The throaty roar of a combine churning through an eighteen foot swath, cycle-bar purring, the separator plates consistently giving off a quiet clash, the blower pushing the chaff and stem through the throat of the machine, the grain sliding up the auger tubes and landing in the hopper. The change in the sound of the engine when one gets near a water-way and encounters a bit of wet, tall grass that we didn't mow off ahead of time because it was too close to the grain. One can simply listen to the machine and know whether it is getting too far into the evening, making the stems tough... know by the sound that it is time to stop.
That un-spun gold spewing out the back is good news too. No waste there! That is bedding for the winter, and will keep animals warm, keep them from slipping and falling on icy concrete, keep the building clean by absorbing animal waste. And in the spring, it will go back out onto a field providing nutrients for microbes which will in turn provide the same in usable form to the soil and then that will be passed on to the plants. A natural cycle tuned to mans survival. So different from the mechanistic form of farming that makes up the majority of agriculture these days. It is good to know that some of it still happens the way that it should happen.
With all natural beauty and process, there are some less attractive characteristics of the harvest too. The dust is incessant, and like to make one sneeze often, cough hard, and spit nasty. And itch! God! ...the stuff can make one scratch skin to a raw wound! It is not much fun in the eyes either. But when it is all said and done, it washes off and out along with the sweat.

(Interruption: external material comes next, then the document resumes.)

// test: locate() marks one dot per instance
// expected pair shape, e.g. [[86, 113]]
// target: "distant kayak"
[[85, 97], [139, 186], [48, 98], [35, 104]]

At the end of the day, when the last field is done and there are mounds of straw to be raked and baled and hauled off to storage; when just short, gold stems provide a uniform crew cut look to the fields, the smell still lingers inviting fall to prepare the corn and beans for the next rounds of harvest: Then there is this sense of rightness that one can only experience - for there is no description that can convey that feeling of standing alone in a field, wondering at what the year has provided, and what the next year might bring.